I have had fun, today.
Today’s top article on WordPress was entitled, “Don’t Ask Me to Read Your Holy Book“. The post has now generated almost 200 responses in less than a day! The author, Simen, is a self-proclaimed Skeptic.
I couldn’t resist reading it.
In summary, the article was an insightful look at the way that some Christians (and other Theists) engage in circular arguments in “support” of their faith. Simen specifically attacked those who use the Bible to prove “show” that God is its author, then use assumption of divine authorship as a reason to trust the Bible.
In conclusion, he wrote:
This is some elementary advice to theists who wish to justify their faiths to nonbelievers or believers of other faiths: never rely on your conclusion to prove your conclusion. No matter how much you obfuscate and complicate matters, if your logic can be traced back from your conclusion to your conclusion, you have built a circle, and circular reasoning is never justification for the assumption it seeks to prove. The moment someone discovers this in your reasoning, they will recognize that you have nothing to come with. So, please, rely on outside resources, if you’d be so kind. It will save you lots of embarrassment.

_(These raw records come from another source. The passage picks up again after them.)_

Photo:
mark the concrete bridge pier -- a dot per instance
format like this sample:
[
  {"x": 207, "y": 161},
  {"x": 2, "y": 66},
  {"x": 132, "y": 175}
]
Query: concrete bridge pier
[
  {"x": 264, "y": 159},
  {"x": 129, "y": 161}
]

Of course, Simen is right on the button. We stand justly accused of foolishness when we base our faith on such fragile logic. It is all too easy for us to fool ourselves into believing that we have a sound intellectual justification for our faith, while tying ourselves up in logical knots that turn in on themselves like a benzine ring (Here Kekulé said that he had discovered the ring shape of the benzene molecule after having a reverie or day-dream of a snake seizing its own tail).
Fortunately for those of us who fall into this trap, faulty logic does not necessarily imply a false conclusion. We can have good faith despite our rotten intellect.
Those who know me will not be surprised to hear thar I that couldn’t help engaging in debate with the post’s author. He seems to be a very thoughtful, clear-thinking individual, who handled my question with style and grace. I take my hat off to him.